Marelli and Sun found that in water-based conditions, at room temperature and atmospheric pressure, GAGSGAGAGSGA nanowhiskers templated the unordered silk fibroin to fold into β strands and grow into β-sheeted nanofibrils. In addition, by adjusting the concentration of the peptide seeds and silk fibroin, and the molecular weight of the silk fibroin and pH, they could glean clues as to the mechanism behind the templated growth and further fine-tune the process.
Next, the researchers demonstrated templated growth with an alternative peptide found in the silk protein of the European honeybee, which forms less regularly defined nanoassemblies of a combination of β-sheet and α-helix conformations. They observed the impact on intermolecular arrangement, and hence, the mechanical and optical properties of the resulting materials by seeding with the different peptides. They were also able to demonstrate the applicability of nanofabrication techniques to deposit layers of templated silk materials and to print suspensions of the seeded fibroins into custom structures.
A template for future work
Among the potential applications Marelli lists: printable pathogen sensors with properties that can be used to detect when food spoils with enhanced sensitivity as a result of the increased surface to volume ratios, compartmentalized devices that encapsulate enzymes for enhanced catalytic responses, filtration membranes for selective mass transport, complex surface functionalization with contrast surface chemistry, site-specifically crystallized silk films with programmed degradation capability, and information storage and encryption.
Marelli and Sun are now using architectures found in biological tissues such as butterfly wings, bones and tendons as a source of inspiration for future studies. "In the case of tendon, this is a tissue made of hierarchically structured type I collagen molecules that are organized across several scales from molecular to centimeter," Marelli explains, highlighting how this can impart a particularly wide range of functions in a single material format, including enhanced mechanical properties.
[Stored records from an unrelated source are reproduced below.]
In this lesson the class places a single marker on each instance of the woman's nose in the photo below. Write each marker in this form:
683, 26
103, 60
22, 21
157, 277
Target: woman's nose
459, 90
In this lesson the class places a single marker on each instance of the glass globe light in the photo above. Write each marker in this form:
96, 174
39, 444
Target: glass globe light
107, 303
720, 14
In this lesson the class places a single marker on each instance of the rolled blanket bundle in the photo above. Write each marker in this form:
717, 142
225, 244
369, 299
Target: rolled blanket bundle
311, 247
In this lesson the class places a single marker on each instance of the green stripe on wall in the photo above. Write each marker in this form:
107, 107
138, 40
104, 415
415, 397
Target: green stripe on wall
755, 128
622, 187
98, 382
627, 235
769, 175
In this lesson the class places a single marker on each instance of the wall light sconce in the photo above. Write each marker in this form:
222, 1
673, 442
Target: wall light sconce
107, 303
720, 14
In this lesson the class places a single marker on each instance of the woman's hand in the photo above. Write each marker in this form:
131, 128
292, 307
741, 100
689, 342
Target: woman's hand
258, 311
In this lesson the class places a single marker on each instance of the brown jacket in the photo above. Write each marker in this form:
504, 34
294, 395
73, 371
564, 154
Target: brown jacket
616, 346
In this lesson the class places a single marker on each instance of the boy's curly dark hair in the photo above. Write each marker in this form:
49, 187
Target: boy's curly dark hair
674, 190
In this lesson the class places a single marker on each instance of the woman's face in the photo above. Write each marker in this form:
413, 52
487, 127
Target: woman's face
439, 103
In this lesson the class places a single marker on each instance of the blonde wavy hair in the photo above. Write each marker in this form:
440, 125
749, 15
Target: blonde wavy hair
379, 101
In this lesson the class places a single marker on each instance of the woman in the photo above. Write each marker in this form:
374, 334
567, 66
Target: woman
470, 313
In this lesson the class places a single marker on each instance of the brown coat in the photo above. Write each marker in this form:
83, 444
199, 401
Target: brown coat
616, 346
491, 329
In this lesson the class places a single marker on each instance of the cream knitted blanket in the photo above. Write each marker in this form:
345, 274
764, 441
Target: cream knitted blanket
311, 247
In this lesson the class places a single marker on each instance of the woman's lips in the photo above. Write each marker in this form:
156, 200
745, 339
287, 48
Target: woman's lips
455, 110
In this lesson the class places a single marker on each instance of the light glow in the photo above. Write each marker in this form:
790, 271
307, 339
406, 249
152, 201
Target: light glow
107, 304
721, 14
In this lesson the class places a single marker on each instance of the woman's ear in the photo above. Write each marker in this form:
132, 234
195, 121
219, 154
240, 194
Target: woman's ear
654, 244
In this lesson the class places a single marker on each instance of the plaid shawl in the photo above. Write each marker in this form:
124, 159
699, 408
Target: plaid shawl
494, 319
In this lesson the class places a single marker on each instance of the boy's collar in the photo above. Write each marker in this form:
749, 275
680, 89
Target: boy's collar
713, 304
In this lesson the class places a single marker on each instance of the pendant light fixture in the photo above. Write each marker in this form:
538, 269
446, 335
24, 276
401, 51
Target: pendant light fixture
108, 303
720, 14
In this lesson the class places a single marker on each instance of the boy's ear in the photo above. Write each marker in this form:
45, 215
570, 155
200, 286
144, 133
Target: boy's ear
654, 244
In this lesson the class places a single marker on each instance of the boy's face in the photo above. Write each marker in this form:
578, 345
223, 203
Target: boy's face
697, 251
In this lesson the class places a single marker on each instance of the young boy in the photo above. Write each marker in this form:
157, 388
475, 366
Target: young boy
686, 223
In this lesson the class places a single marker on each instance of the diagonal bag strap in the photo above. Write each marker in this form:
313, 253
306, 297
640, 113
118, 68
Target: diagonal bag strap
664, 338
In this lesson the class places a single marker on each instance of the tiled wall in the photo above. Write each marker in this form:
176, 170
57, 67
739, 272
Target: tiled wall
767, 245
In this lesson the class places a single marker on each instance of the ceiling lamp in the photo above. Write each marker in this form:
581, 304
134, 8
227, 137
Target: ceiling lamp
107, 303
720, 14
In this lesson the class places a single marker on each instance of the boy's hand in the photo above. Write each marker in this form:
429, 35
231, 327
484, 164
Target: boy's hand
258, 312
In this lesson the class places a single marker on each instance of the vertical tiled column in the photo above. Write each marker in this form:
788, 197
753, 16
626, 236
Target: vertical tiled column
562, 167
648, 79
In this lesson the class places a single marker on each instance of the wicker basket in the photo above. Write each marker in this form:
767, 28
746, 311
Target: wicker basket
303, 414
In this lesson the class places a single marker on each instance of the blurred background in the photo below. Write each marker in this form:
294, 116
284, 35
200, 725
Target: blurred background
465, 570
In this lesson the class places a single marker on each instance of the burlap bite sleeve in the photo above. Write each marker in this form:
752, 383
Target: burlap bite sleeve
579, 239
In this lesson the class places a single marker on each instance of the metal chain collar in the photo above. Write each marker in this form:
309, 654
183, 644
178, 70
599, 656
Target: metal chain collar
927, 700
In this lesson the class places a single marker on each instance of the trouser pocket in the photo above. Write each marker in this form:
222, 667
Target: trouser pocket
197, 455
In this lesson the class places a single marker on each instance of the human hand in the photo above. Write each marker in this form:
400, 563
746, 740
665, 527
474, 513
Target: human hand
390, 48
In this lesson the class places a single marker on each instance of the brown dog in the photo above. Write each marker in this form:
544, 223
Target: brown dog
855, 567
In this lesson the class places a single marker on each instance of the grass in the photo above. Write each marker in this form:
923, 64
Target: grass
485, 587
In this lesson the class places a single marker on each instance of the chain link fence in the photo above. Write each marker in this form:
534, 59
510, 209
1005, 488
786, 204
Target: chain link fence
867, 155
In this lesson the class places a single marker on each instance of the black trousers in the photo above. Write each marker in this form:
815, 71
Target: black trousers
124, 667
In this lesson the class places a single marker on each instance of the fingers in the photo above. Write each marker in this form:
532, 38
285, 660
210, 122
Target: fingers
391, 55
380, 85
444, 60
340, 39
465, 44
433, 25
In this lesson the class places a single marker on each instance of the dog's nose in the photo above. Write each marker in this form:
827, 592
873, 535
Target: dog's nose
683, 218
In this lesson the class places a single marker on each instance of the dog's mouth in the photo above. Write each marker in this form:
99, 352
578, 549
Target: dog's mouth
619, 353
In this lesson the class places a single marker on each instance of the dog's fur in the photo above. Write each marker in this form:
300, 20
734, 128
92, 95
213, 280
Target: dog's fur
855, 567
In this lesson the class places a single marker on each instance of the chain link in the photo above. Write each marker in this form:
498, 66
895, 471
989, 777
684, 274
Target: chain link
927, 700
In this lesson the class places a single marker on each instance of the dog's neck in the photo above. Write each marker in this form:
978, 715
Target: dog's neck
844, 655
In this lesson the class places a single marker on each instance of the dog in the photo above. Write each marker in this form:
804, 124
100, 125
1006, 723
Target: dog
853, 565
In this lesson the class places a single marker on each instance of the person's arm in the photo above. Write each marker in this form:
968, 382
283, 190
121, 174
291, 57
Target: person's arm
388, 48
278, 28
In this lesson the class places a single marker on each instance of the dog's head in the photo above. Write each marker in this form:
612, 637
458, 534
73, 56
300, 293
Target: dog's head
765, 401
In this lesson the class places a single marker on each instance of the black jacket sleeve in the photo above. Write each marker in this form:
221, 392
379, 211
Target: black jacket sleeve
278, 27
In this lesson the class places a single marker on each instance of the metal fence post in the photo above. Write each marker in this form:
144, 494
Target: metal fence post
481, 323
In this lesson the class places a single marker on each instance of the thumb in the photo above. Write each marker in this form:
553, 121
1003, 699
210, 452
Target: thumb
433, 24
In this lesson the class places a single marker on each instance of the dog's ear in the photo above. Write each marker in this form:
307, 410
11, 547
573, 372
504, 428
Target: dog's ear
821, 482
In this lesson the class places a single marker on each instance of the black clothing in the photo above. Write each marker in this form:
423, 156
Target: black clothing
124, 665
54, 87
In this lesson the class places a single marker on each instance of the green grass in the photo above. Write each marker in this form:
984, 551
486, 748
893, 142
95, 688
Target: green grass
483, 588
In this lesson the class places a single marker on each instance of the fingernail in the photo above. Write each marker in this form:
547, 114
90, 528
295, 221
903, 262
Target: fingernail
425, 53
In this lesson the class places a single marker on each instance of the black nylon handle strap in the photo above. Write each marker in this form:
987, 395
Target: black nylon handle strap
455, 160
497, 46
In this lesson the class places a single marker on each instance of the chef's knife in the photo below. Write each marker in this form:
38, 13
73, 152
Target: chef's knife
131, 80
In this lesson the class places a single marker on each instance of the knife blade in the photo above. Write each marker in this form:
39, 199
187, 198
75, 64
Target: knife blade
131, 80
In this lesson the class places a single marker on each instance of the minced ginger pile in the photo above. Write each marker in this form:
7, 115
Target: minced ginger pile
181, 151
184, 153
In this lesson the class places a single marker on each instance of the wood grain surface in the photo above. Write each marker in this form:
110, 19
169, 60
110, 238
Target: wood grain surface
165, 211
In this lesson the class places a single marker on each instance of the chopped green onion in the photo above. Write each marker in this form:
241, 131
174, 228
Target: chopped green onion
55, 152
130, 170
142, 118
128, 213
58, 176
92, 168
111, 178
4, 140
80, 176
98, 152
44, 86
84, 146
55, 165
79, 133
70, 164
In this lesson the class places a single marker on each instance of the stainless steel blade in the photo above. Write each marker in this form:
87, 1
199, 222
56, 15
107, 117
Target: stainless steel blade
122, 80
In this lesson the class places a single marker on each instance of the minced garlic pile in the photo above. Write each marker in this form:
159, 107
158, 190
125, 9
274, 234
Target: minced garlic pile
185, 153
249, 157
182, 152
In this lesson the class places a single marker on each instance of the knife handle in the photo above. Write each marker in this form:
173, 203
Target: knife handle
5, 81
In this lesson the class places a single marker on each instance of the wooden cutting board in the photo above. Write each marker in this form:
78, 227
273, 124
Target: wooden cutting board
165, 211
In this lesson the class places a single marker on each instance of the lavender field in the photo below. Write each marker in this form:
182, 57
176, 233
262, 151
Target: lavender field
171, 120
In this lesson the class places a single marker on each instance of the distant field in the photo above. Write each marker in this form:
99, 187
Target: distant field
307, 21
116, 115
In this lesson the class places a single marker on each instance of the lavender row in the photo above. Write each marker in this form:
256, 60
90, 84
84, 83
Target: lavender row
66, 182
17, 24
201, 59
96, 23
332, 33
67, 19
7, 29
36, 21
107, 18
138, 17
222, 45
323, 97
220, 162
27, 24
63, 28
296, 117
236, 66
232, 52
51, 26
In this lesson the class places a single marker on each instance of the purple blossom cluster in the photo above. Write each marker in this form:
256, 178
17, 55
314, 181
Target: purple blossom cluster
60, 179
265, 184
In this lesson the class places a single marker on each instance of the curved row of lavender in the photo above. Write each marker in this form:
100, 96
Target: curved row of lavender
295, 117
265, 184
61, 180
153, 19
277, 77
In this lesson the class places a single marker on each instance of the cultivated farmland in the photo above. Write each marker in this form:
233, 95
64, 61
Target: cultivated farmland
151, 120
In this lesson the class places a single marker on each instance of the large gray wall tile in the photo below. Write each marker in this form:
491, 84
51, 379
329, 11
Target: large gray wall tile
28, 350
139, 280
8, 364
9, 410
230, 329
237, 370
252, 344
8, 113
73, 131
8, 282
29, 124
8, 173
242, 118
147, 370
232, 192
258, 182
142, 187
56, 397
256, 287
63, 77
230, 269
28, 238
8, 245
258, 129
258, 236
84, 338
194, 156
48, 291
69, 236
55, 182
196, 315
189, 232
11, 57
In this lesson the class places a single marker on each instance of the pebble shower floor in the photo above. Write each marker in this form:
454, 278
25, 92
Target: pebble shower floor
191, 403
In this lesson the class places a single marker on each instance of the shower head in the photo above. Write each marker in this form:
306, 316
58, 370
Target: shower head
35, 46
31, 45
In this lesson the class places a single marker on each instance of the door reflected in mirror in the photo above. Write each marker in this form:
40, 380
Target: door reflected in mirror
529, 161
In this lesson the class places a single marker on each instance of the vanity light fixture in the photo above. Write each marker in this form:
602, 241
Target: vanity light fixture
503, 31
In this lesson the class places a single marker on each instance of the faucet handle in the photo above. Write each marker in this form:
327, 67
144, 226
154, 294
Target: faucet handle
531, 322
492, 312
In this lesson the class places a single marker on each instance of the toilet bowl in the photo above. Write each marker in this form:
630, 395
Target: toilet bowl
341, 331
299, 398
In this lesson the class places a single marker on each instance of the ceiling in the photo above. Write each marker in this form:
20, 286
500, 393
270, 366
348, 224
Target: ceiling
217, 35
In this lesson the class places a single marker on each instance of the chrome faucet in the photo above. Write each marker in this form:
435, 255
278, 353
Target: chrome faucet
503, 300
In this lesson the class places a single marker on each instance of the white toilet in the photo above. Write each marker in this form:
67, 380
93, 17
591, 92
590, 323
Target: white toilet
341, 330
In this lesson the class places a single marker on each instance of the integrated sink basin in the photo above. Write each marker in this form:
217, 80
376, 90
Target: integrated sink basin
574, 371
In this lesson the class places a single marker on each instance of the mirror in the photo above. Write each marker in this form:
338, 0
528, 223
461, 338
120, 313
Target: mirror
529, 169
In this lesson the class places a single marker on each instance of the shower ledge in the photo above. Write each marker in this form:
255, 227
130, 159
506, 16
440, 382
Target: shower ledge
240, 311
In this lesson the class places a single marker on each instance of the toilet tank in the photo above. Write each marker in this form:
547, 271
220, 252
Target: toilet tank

Replicating the hierarchical structures found in butterfly wings may also lead to useful materials for antifouling and enhanced heat dissipation. "It is difficult to reproduce these architectures with current nanofabrication techniques based on bottom-up (i.e., assembly) approaches," he adds. "Our future interests will then be in using templated crystallization to enable the fabrication of mesostructured materials with such properties."